Xingbo Liu, Xiushan Nie, Quan Zhou

    IEEE Transactions on Image Processing : a Publication of the IEEE Signal Processing Society
    |February 8, 2020
    PubMed
    Summary
    This summary is machine-generated.

    Model Boost (MoBoost) enhances linear hashing for high-dimensional data by fusing multiple hash codes to improve accuracy without new constraints. This self-improvement framework offers more precise and stable performance with negligible costs.
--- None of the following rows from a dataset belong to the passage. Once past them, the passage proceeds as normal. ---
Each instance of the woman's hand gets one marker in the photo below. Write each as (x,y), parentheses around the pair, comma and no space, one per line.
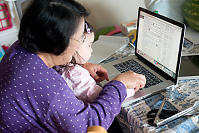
(96,71)
(132,80)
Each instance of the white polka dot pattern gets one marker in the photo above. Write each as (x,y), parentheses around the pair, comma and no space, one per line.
(35,98)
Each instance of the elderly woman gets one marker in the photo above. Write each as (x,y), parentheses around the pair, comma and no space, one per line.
(34,97)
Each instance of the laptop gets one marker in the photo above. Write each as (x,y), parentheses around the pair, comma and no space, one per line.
(157,54)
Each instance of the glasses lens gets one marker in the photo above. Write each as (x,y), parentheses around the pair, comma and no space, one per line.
(88,28)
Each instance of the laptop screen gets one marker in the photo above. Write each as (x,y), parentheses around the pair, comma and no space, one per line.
(158,41)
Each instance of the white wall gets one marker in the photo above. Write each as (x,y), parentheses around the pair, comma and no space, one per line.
(110,12)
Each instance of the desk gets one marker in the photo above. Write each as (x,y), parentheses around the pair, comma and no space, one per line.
(133,116)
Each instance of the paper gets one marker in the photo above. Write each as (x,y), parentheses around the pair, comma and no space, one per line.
(106,46)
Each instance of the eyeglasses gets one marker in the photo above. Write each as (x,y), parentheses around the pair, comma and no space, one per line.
(82,39)
(88,28)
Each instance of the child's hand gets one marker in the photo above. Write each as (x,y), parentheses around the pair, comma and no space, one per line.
(97,72)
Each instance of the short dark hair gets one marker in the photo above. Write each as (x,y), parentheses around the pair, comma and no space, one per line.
(47,25)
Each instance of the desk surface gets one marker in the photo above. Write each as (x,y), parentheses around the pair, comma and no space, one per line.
(133,116)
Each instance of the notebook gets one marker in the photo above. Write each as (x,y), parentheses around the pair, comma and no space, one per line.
(157,54)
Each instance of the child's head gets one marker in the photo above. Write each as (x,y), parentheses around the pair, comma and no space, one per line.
(84,52)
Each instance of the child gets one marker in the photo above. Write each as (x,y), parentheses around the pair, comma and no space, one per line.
(78,78)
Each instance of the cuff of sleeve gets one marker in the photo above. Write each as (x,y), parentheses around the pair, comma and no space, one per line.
(120,87)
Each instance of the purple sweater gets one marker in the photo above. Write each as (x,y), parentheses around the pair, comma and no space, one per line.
(35,98)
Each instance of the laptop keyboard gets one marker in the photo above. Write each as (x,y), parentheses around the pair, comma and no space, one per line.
(132,65)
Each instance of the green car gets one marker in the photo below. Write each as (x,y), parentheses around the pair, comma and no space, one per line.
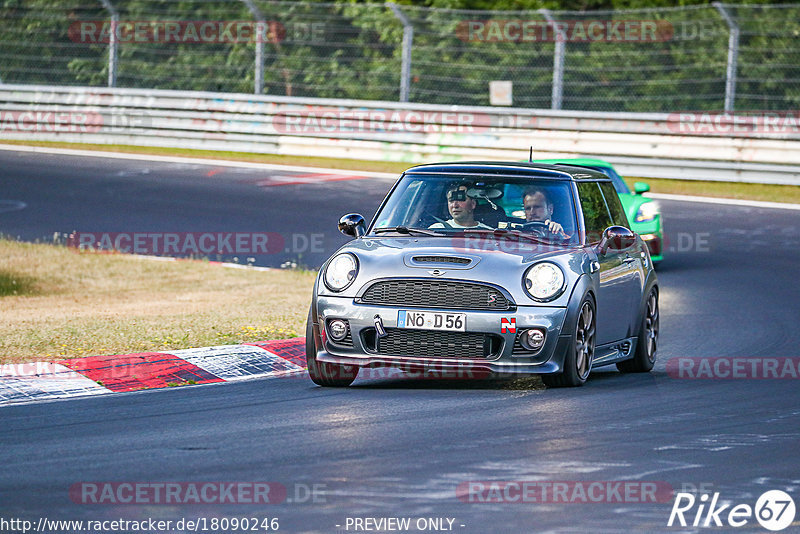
(643,213)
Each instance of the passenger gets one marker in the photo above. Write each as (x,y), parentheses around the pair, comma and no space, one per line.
(539,208)
(461,209)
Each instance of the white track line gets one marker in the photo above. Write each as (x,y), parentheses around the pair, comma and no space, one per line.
(291,168)
(197,161)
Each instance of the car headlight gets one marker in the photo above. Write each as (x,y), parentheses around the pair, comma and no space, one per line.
(647,212)
(544,281)
(341,272)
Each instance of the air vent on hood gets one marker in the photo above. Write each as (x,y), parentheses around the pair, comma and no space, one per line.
(442,259)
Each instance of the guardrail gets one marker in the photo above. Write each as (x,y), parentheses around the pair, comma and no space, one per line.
(761,149)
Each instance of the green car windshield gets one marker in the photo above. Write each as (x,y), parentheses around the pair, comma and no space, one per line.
(444,205)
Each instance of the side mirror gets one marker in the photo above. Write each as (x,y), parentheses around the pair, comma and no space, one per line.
(616,238)
(353,225)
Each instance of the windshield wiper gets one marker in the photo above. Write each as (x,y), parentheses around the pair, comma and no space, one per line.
(406,230)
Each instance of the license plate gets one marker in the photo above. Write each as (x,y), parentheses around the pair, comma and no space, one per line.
(456,322)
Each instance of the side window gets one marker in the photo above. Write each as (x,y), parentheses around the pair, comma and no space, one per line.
(595,213)
(614,204)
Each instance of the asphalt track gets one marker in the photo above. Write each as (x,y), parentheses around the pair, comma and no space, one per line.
(401,447)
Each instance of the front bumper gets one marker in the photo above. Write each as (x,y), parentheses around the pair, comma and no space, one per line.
(363,352)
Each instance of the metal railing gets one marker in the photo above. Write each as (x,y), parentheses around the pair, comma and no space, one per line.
(642,144)
(704,57)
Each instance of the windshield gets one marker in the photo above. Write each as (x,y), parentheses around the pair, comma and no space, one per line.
(442,205)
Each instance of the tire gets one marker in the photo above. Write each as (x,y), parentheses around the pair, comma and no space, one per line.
(323,373)
(647,345)
(578,360)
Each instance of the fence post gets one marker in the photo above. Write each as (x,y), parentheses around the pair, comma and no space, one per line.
(733,54)
(408,38)
(558,60)
(112,43)
(261,24)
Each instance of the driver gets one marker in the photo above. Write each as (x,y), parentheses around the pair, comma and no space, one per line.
(539,208)
(461,208)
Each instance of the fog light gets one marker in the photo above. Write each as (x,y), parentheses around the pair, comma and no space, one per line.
(338,329)
(532,339)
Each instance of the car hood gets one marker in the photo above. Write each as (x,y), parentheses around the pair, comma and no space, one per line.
(501,262)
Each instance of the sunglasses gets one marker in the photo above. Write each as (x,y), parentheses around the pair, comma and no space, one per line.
(458,194)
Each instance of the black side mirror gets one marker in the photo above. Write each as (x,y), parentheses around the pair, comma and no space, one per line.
(616,238)
(353,224)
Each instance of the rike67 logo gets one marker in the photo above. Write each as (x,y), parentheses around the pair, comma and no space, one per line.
(774,510)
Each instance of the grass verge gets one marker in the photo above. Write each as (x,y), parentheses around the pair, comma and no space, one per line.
(68,304)
(770,193)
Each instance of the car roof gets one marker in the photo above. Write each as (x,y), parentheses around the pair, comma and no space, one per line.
(592,162)
(510,168)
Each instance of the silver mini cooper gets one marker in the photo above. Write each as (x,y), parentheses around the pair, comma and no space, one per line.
(494,268)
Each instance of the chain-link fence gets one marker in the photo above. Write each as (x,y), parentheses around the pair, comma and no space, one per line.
(707,57)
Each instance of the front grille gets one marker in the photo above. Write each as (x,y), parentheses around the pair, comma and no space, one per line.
(442,259)
(436,294)
(437,344)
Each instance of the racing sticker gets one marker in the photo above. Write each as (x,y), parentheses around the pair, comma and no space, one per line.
(508,325)
(236,362)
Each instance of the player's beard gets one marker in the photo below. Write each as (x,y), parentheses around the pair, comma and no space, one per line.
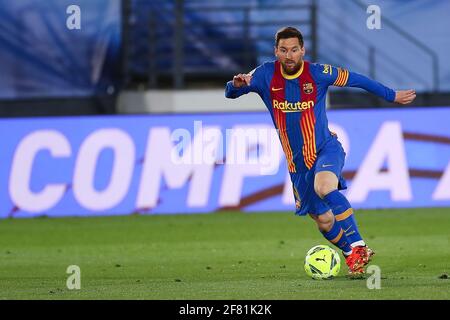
(291,70)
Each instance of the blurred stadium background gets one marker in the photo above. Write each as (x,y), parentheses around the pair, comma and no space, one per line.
(88,114)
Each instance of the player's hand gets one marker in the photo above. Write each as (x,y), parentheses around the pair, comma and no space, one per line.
(241,80)
(405,96)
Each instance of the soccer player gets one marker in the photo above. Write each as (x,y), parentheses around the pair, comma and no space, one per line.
(294,91)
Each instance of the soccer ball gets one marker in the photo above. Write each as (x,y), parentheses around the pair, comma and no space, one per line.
(322,262)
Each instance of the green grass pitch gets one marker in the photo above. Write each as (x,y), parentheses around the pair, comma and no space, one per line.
(227,255)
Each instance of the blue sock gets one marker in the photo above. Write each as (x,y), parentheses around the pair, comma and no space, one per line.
(337,237)
(343,212)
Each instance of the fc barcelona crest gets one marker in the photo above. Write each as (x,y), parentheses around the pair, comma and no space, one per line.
(308,88)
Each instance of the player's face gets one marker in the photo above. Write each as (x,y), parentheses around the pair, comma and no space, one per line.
(290,54)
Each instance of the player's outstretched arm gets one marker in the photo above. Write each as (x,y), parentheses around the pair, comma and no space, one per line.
(405,96)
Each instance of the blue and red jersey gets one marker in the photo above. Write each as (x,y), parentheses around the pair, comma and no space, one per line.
(297,104)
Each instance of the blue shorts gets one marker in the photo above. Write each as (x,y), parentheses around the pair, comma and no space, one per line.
(330,158)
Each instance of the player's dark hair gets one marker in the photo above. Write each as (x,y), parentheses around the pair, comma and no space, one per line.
(288,32)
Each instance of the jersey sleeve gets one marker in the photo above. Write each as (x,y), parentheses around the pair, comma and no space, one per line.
(255,85)
(339,77)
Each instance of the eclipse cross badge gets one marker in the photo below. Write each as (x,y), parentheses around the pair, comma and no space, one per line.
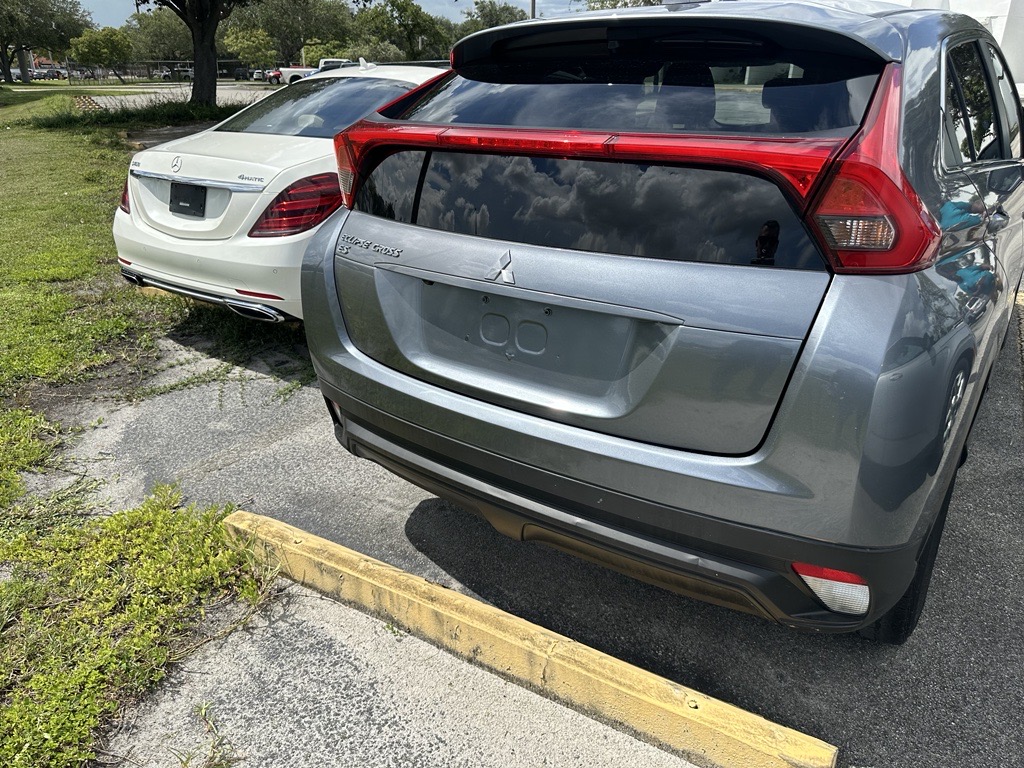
(501,269)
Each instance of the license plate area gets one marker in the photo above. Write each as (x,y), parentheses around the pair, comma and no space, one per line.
(187,200)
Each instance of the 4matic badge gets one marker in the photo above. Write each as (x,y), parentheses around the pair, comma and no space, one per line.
(347,242)
(501,269)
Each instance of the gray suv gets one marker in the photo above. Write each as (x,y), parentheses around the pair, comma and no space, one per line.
(707,293)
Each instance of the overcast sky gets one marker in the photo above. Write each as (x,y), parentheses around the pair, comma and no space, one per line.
(115,12)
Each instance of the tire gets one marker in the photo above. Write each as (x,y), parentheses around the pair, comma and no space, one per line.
(896,627)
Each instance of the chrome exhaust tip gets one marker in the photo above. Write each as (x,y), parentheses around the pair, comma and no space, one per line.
(256,311)
(131,278)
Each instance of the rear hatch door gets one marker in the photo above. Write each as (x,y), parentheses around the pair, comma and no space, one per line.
(658,303)
(206,186)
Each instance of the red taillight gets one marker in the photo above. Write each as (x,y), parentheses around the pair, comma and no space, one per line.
(302,206)
(869,218)
(795,163)
(841,591)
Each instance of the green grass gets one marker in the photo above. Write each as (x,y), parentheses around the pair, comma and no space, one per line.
(56,110)
(91,608)
(91,613)
(26,442)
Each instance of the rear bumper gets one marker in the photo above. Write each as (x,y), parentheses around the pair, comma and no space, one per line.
(728,564)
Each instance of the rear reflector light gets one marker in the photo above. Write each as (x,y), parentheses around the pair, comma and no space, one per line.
(869,218)
(841,591)
(302,206)
(794,163)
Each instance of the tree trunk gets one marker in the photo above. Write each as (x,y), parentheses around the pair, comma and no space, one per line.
(23,61)
(205,72)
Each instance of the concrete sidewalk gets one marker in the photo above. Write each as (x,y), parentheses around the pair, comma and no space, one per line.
(310,683)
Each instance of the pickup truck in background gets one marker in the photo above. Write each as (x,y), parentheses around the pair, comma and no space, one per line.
(289,75)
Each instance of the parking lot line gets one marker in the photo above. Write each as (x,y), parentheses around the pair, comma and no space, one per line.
(701,728)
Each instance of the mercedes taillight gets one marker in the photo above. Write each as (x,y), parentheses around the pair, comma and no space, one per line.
(302,206)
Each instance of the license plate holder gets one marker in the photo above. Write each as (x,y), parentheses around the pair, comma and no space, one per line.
(187,200)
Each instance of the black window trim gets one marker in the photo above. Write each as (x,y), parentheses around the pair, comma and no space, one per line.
(1005,138)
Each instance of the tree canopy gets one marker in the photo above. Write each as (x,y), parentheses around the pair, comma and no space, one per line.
(108,47)
(295,24)
(254,48)
(203,17)
(159,36)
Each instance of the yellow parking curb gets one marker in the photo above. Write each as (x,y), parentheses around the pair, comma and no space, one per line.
(704,729)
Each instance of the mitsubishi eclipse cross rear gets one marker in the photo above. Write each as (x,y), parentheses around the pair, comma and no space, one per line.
(707,294)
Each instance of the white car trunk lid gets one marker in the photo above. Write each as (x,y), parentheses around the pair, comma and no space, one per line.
(215,183)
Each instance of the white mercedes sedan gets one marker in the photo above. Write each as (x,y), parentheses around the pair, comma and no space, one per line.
(224,215)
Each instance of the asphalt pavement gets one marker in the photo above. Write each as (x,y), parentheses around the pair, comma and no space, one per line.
(950,696)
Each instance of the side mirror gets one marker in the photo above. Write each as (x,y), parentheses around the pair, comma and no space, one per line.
(1005,180)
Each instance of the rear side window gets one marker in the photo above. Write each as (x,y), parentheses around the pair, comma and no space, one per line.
(970,109)
(652,211)
(707,89)
(318,108)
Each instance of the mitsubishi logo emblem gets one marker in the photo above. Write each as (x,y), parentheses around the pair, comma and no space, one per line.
(501,269)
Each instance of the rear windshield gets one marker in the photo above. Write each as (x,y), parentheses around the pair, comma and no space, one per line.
(652,211)
(320,108)
(757,88)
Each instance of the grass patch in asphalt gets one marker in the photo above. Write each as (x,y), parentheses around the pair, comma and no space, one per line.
(56,110)
(91,612)
(91,608)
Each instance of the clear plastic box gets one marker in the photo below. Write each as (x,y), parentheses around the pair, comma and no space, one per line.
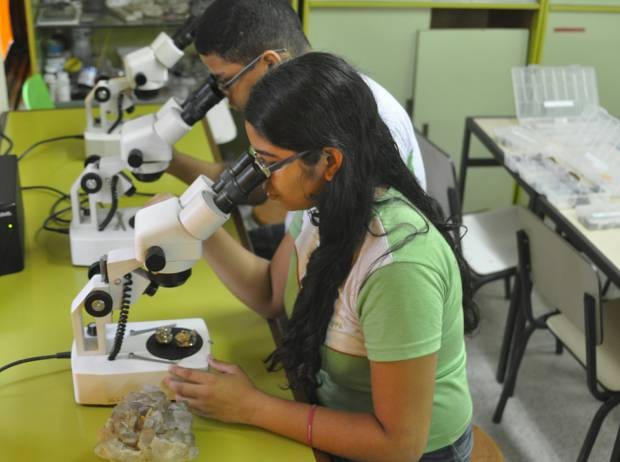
(594,150)
(599,215)
(544,92)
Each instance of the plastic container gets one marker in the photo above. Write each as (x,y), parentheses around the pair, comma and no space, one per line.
(63,87)
(544,92)
(599,215)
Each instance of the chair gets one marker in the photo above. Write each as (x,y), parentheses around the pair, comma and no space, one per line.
(488,246)
(35,93)
(485,449)
(584,323)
    Related Experiment Videos

    Last Updated: Dec 29, 2025

    Augmenting Large Language Models via Vector Embeddings to Improve Domain-Specific Responsiveness
    03:14

    Augmenting Large Language Models via Vector Embeddings to Improve Domain-Specific Responsiveness

    Published on: December 6, 2024

    933

    Area of Science:

    • Computer Science
    • Machine Learning
    • Data Storage and Retrieval

    Background:

    • Efficient hashing is crucial for managing high-dimensional data like images and videos.
    • Linear models are common in hashing due to their efficiency, but often require complex objective functions for better accuracy.
    • Existing methods focus on adding constraints or penalties to linear models to capture data characteristics.

    Purpose of the Study:

    • To introduce a novel self-improvement framework, Model Boost (MoBoost), for linear-based hashing methods.
    • To enhance model parameter optimization without introducing additional constraints or penalty terms.
    • To improve the accuracy and stability of existing linear hashing techniques.

    Main Methods:

    • The MoBoost framework repeatedly applies a linear hashing method to generate multiple sets of hash codes for training samples.
    • Two novel fusion strategies are employed to combine these multiple hash codes into a single, unified set.
    • Two new criteria are proposed to evaluate the quality of hash bits during the fusion process.
    • New parameters for the linear hash function are learned based on the fused hash codes.

    Main Results:

    • The proposed MoBoost framework significantly improves the accuracy of linear-based hashing methods.
    • MoBoost achieves more precise and stable performance compared to original hashing methods.
    • The framework incurs negligible additional time and space costs.
    • Extensive experiments on four benchmark datasets validate the superior performance of MoBoost.

    Conclusions:

    • MoBoost offers a generalizable framework that can be adopted by various existing linear-based hashing methods.
    • The framework effectively enhances model parameter optimization for improved hashing performance.
    • MoBoost provides a cost-effective solution for achieving higher accuracy and stability in high-dimensional data retrieval.